President Donald Trump has set Saturday as the deadline to impose 25 percent tariffs on Canadian and Mexican imports. From the Oval Office earlier this week, Trump explained that the move aims to push the US’s neighbors to take swift action to curtail illegal immigration and fentanyl, as well as to address growing trade deficits. The tariffs may or may not include oil, with Trump saying Thursday that determinations were still being made.
Following Trump’s tariff feud with Colombian president Gustavo Petro Sunday, with the Trump forcing his Colombian counterpart to welcome deportees, his latest move signifies an expansion of his revamped “FAFO” foreign policy. By leveraging significant economic pressure, taking advantage of the privileged access Mexico and Canada have to the world’s largest consumer market, the Trump administration intends to retake control of incentives. By introducing duties into the conversation, which can be relieved as easily as they are placed, the administration expects concessions.
More than seeking stronger commitments vis-à-vis immigration and fentanyl from neighbors, there is an economic argument advanced by Trump’s team. Trump trade advisor Peter Navarro told CNBC Friday that Trump is concerned about the “the trillion-dollar trade deficit that we have every single year,” of which Canada, Mexico and China account for around half. Alluding to the legacy of President William McKinley, Navarro added that the president intends to rely on tariff revenue to help pay for tax cuts.
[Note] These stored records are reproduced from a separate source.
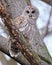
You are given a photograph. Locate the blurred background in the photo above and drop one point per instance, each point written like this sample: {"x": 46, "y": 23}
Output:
{"x": 42, "y": 22}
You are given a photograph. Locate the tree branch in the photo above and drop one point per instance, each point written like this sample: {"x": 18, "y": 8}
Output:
{"x": 18, "y": 37}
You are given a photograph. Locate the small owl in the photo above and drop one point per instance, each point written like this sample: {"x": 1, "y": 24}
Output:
{"x": 26, "y": 23}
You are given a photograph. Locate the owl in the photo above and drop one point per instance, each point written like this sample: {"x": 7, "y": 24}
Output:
{"x": 26, "y": 23}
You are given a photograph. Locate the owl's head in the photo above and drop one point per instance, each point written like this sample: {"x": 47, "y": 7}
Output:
{"x": 31, "y": 12}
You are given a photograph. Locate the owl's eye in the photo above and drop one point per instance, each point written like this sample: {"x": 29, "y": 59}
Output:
{"x": 33, "y": 11}
{"x": 27, "y": 11}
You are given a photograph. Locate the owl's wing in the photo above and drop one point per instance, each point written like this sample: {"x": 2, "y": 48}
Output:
{"x": 17, "y": 21}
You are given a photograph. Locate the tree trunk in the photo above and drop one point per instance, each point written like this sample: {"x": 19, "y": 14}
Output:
{"x": 15, "y": 8}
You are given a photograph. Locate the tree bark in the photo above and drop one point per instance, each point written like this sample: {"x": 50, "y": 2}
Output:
{"x": 22, "y": 61}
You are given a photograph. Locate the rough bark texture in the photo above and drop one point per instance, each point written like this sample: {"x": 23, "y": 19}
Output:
{"x": 15, "y": 12}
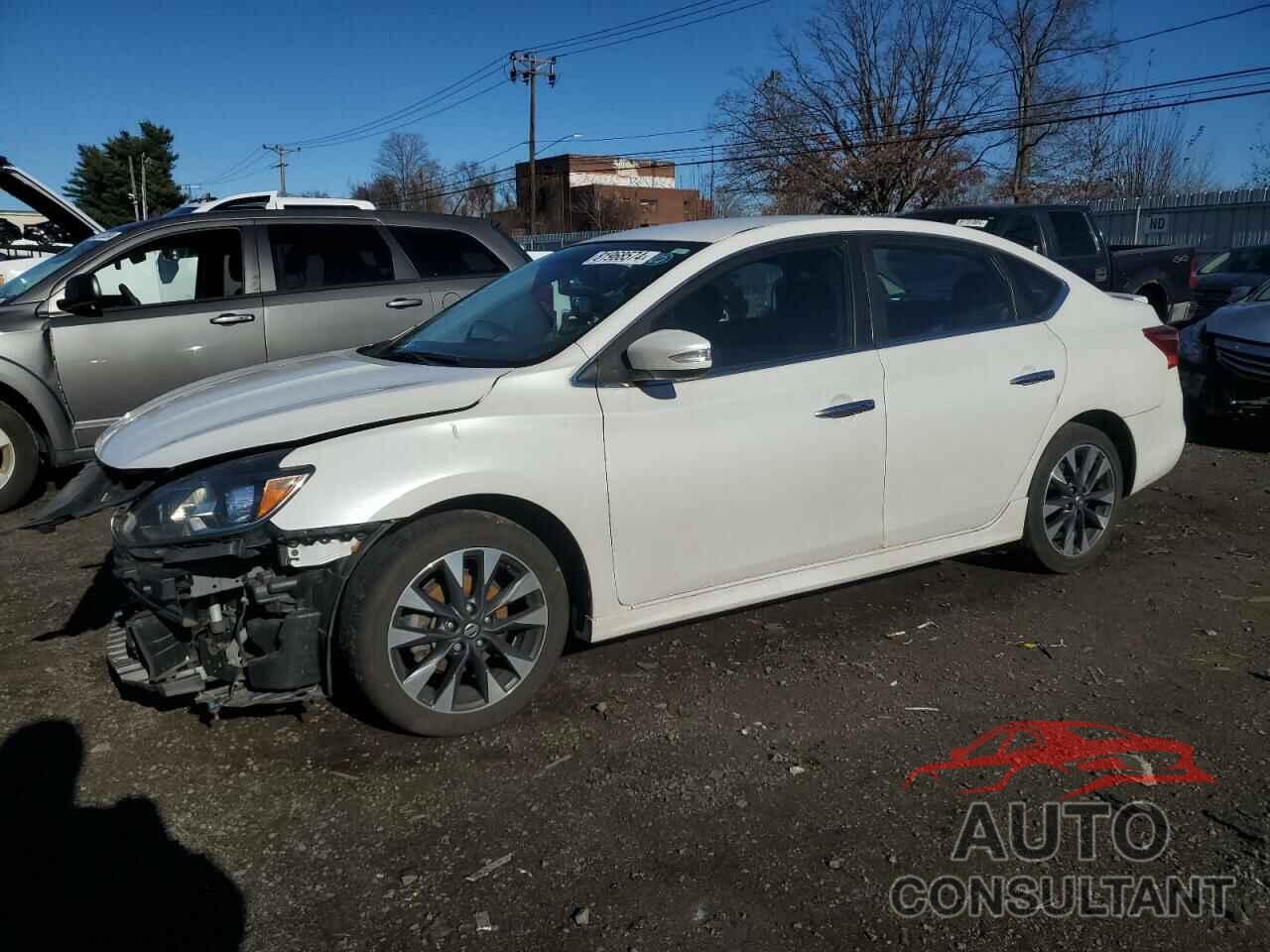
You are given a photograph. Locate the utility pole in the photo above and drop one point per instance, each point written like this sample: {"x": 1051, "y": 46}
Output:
{"x": 282, "y": 164}
{"x": 132, "y": 194}
{"x": 526, "y": 67}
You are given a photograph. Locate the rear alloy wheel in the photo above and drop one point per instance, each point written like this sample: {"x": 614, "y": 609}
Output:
{"x": 19, "y": 458}
{"x": 453, "y": 622}
{"x": 1074, "y": 499}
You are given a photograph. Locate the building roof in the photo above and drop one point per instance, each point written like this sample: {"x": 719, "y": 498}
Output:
{"x": 710, "y": 230}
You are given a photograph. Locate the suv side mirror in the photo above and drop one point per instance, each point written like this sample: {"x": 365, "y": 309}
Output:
{"x": 670, "y": 356}
{"x": 81, "y": 295}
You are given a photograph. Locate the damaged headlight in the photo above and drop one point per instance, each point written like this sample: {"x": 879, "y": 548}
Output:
{"x": 220, "y": 499}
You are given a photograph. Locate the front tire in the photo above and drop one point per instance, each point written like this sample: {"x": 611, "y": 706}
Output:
{"x": 1074, "y": 499}
{"x": 19, "y": 458}
{"x": 453, "y": 622}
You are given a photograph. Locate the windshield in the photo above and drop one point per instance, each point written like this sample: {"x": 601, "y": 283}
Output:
{"x": 22, "y": 284}
{"x": 539, "y": 309}
{"x": 1241, "y": 261}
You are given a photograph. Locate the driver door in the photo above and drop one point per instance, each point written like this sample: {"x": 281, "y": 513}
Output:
{"x": 774, "y": 460}
{"x": 176, "y": 308}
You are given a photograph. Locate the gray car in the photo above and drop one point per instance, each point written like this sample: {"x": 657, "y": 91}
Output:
{"x": 135, "y": 311}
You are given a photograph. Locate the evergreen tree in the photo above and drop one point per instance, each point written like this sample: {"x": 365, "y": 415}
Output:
{"x": 100, "y": 181}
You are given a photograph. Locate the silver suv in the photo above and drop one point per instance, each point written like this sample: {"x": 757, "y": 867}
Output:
{"x": 135, "y": 311}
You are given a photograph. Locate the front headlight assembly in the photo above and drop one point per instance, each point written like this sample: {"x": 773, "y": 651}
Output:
{"x": 221, "y": 499}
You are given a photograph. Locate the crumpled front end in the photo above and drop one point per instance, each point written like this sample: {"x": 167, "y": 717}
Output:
{"x": 239, "y": 622}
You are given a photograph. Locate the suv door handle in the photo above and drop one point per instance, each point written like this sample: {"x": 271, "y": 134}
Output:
{"x": 1026, "y": 380}
{"x": 837, "y": 411}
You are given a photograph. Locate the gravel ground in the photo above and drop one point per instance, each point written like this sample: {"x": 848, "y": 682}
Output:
{"x": 729, "y": 783}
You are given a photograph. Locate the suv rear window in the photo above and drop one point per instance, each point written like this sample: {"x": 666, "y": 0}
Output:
{"x": 310, "y": 257}
{"x": 436, "y": 253}
{"x": 1074, "y": 234}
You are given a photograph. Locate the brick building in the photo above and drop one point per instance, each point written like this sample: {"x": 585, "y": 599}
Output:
{"x": 602, "y": 193}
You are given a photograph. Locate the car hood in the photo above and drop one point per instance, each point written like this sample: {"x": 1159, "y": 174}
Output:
{"x": 285, "y": 403}
{"x": 42, "y": 199}
{"x": 1250, "y": 321}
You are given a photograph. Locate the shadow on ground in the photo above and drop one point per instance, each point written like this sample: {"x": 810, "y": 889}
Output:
{"x": 94, "y": 610}
{"x": 98, "y": 878}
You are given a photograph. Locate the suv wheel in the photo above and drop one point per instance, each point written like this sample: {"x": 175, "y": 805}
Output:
{"x": 452, "y": 624}
{"x": 19, "y": 457}
{"x": 1074, "y": 499}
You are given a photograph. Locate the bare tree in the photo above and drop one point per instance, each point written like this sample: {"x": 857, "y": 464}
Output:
{"x": 404, "y": 162}
{"x": 866, "y": 113}
{"x": 472, "y": 189}
{"x": 1035, "y": 39}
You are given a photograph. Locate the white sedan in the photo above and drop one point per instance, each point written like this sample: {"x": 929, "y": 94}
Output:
{"x": 624, "y": 434}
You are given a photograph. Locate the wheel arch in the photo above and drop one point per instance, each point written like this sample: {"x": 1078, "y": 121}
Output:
{"x": 549, "y": 529}
{"x": 1121, "y": 438}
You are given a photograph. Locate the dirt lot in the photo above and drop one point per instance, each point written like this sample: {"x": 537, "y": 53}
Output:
{"x": 730, "y": 783}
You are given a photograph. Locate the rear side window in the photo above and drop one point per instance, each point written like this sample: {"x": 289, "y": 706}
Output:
{"x": 1035, "y": 291}
{"x": 1075, "y": 236}
{"x": 926, "y": 289}
{"x": 445, "y": 254}
{"x": 310, "y": 257}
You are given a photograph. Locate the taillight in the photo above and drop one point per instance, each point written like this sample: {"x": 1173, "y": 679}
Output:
{"x": 1166, "y": 339}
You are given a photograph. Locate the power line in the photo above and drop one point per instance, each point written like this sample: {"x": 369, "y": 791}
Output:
{"x": 1189, "y": 99}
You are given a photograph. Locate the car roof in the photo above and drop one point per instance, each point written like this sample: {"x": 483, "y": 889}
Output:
{"x": 711, "y": 230}
{"x": 452, "y": 222}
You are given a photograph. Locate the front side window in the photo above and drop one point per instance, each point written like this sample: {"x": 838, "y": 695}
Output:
{"x": 313, "y": 257}
{"x": 921, "y": 289}
{"x": 778, "y": 308}
{"x": 445, "y": 254}
{"x": 1075, "y": 236}
{"x": 200, "y": 266}
{"x": 536, "y": 311}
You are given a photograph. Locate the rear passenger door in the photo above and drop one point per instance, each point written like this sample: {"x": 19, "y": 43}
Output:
{"x": 971, "y": 377}
{"x": 333, "y": 285}
{"x": 451, "y": 264}
{"x": 1076, "y": 245}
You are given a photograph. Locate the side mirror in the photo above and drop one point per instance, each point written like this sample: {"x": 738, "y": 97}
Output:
{"x": 670, "y": 356}
{"x": 82, "y": 295}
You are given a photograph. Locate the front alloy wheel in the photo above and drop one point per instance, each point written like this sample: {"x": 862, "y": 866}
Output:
{"x": 452, "y": 622}
{"x": 467, "y": 630}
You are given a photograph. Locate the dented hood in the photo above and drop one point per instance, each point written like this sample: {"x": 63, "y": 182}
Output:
{"x": 282, "y": 403}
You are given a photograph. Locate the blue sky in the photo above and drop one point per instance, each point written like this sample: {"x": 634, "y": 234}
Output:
{"x": 229, "y": 77}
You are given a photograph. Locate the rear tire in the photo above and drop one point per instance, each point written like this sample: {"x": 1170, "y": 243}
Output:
{"x": 1075, "y": 499}
{"x": 453, "y": 622}
{"x": 19, "y": 457}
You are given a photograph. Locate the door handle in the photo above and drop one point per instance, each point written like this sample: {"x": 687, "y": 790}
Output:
{"x": 838, "y": 411}
{"x": 222, "y": 318}
{"x": 1026, "y": 380}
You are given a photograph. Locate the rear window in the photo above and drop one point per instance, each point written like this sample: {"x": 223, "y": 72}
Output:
{"x": 436, "y": 253}
{"x": 1037, "y": 293}
{"x": 310, "y": 257}
{"x": 1075, "y": 236}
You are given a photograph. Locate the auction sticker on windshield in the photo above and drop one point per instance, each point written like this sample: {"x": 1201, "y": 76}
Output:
{"x": 627, "y": 257}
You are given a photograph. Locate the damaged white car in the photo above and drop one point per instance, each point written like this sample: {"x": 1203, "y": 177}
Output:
{"x": 627, "y": 433}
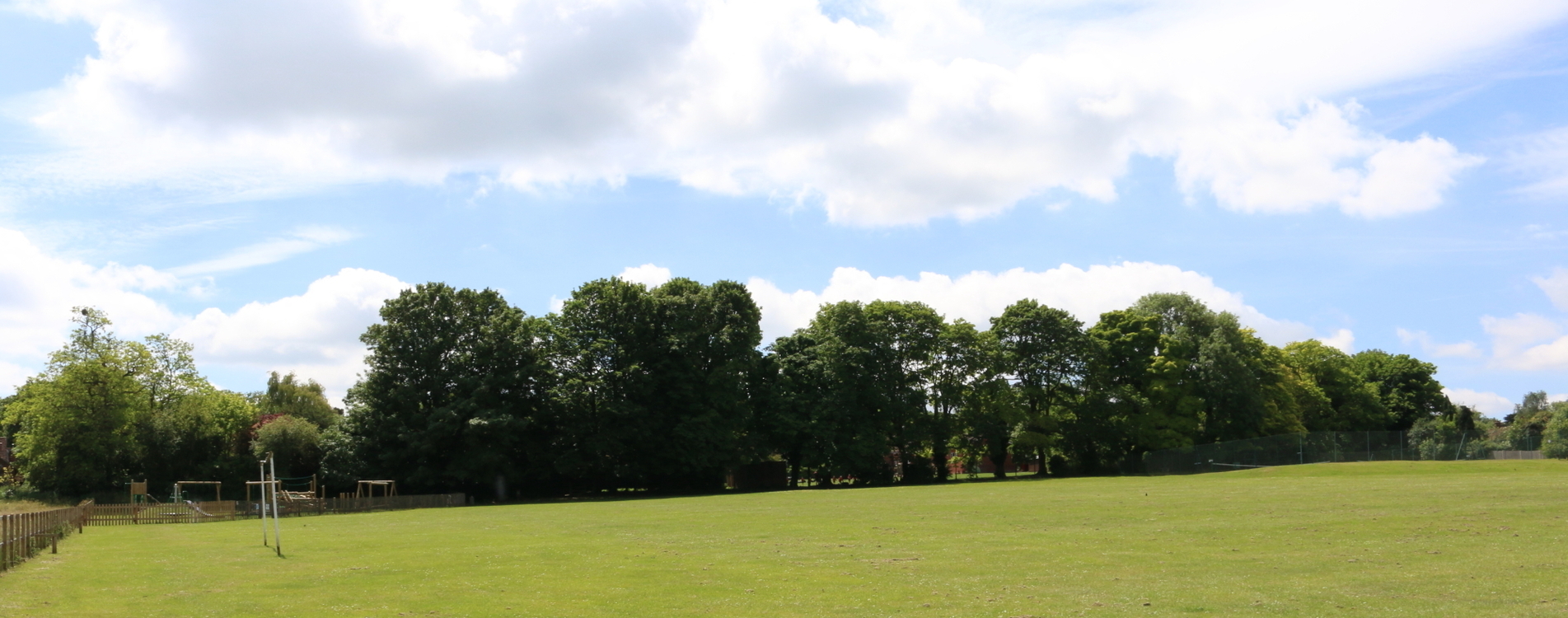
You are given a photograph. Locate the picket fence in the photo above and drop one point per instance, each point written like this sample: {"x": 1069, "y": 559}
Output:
{"x": 22, "y": 536}
{"x": 231, "y": 510}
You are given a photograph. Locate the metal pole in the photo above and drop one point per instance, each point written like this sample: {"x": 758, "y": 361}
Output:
{"x": 278, "y": 536}
{"x": 262, "y": 466}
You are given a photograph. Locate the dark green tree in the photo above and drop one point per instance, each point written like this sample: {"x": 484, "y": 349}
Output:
{"x": 295, "y": 444}
{"x": 286, "y": 394}
{"x": 1352, "y": 402}
{"x": 455, "y": 382}
{"x": 654, "y": 383}
{"x": 1406, "y": 386}
{"x": 74, "y": 424}
{"x": 1045, "y": 352}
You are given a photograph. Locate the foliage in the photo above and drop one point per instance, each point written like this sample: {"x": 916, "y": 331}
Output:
{"x": 665, "y": 390}
{"x": 1429, "y": 538}
{"x": 295, "y": 444}
{"x": 286, "y": 394}
{"x": 453, "y": 385}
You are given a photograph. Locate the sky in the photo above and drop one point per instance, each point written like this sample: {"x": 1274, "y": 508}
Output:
{"x": 258, "y": 178}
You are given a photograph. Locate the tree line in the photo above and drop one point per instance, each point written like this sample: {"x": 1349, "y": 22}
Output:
{"x": 667, "y": 388}
{"x": 107, "y": 410}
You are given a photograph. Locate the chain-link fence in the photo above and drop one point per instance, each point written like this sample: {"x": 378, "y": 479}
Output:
{"x": 1313, "y": 447}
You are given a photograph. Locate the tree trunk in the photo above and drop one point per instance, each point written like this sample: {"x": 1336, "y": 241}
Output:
{"x": 998, "y": 452}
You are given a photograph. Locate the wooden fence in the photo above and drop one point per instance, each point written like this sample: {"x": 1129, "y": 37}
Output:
{"x": 161, "y": 513}
{"x": 229, "y": 510}
{"x": 27, "y": 534}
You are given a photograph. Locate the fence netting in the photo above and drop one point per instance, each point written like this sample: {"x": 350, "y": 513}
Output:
{"x": 1311, "y": 447}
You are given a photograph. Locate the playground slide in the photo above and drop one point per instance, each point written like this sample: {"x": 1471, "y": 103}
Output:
{"x": 198, "y": 508}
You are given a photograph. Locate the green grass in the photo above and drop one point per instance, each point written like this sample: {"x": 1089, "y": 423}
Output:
{"x": 1479, "y": 538}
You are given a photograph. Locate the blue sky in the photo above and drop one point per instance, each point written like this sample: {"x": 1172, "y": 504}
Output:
{"x": 258, "y": 180}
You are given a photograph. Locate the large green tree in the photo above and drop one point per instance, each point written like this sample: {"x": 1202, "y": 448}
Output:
{"x": 453, "y": 383}
{"x": 302, "y": 399}
{"x": 654, "y": 385}
{"x": 1046, "y": 353}
{"x": 1406, "y": 386}
{"x": 1352, "y": 402}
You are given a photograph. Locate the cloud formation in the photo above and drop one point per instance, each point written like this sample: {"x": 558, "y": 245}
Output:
{"x": 883, "y": 114}
{"x": 1434, "y": 349}
{"x": 1488, "y": 404}
{"x": 648, "y": 275}
{"x": 981, "y": 295}
{"x": 316, "y": 333}
{"x": 269, "y": 251}
{"x": 38, "y": 291}
{"x": 1533, "y": 341}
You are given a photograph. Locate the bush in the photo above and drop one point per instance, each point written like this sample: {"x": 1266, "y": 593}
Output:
{"x": 1554, "y": 439}
{"x": 295, "y": 442}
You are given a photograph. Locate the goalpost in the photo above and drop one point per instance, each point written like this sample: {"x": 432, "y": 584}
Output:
{"x": 269, "y": 501}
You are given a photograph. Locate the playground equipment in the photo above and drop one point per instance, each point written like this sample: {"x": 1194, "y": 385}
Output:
{"x": 138, "y": 493}
{"x": 367, "y": 488}
{"x": 307, "y": 488}
{"x": 179, "y": 496}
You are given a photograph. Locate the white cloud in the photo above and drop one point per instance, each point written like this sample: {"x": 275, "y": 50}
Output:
{"x": 981, "y": 295}
{"x": 1545, "y": 159}
{"x": 269, "y": 251}
{"x": 1434, "y": 349}
{"x": 648, "y": 275}
{"x": 924, "y": 109}
{"x": 1488, "y": 404}
{"x": 316, "y": 333}
{"x": 1342, "y": 341}
{"x": 38, "y": 291}
{"x": 1526, "y": 341}
{"x": 1556, "y": 288}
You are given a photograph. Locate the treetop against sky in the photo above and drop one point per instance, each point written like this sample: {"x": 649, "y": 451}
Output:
{"x": 258, "y": 180}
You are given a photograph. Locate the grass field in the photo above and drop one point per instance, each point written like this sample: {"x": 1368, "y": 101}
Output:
{"x": 1482, "y": 538}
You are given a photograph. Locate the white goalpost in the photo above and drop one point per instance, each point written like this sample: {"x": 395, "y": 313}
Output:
{"x": 269, "y": 484}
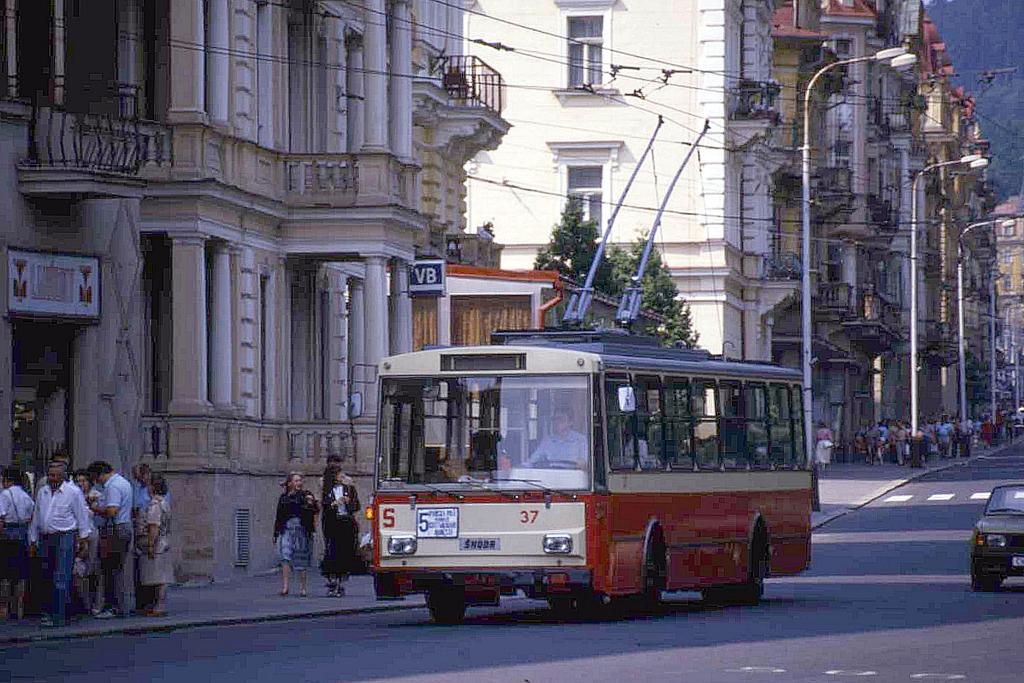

Critics like libertarian think tanker Scott Lincicome suggest that, “Tariffs at those levels and at that scope would effectively destroy the agreement that Trump himself negotiated and always brags about.” While he is correct in describing Trump’s announced move as the shattering of the United States-Mexico-Canada Agreement his first administration negotiated, Lincicome fails to consider changing trade dynamics.
For starters, for three years in a row now, the US has surpassed the $1 trillion trade deficit mark — a fact that some libertarian economists believe doesn’t matter. Mexico, in particular, has stood out as the primary beneficiary of a shift in global trade dynamics, as the share of Russian and Chinese imports is redistributed among partners. Despite peso depreciation, the trade deficit between the US and Mexico has more than tripled this last decade.
With Mexico uniquely benefitting from huge 20 percent increases in the trade deficit since 2021, the timing of the tariff threat is more likely to inspire a meaningful response. Though Mexican president Claudia Sheinbaum said Wednesday that she does not believe the tariffs will come and that she will retaliate if needed, reality is that around 80 percent of Mexico’s exports are to the US. Mexico is the junior partner in the relationship, and Trump wants them to get that.
While the economic model Navarro puts forward may sound foreign following an era of free trade, there is an American origin to what some now refer to as import-substitution-industrialization. The “American System,” as America’s seventh secretary of state Henry Clay called it, was an industrial strategy that the US followed from the late eighteenth century through the twentieth century. It broadly combined incentivizing domestic competitiveness and a more protective approach to global trade to elevate American industry. Backers of this economic model included its chief architect Alexander Hamilton, George Washington and John Adams (for whom Clay served).
Following an unconventional “Unipolar Moment,” a term coined by Charles Krauthammer to describe US global dominance after the collapse of the Soviet Union, the rise of China and a decline in American manufacturing is leading to the revival of the once-forgotten model. Trump’s latest policy moves, more than in his first term, mark a complete break from our era’s trade orthodoxies. Their outcomes might mark a new chapter in American — and world — history.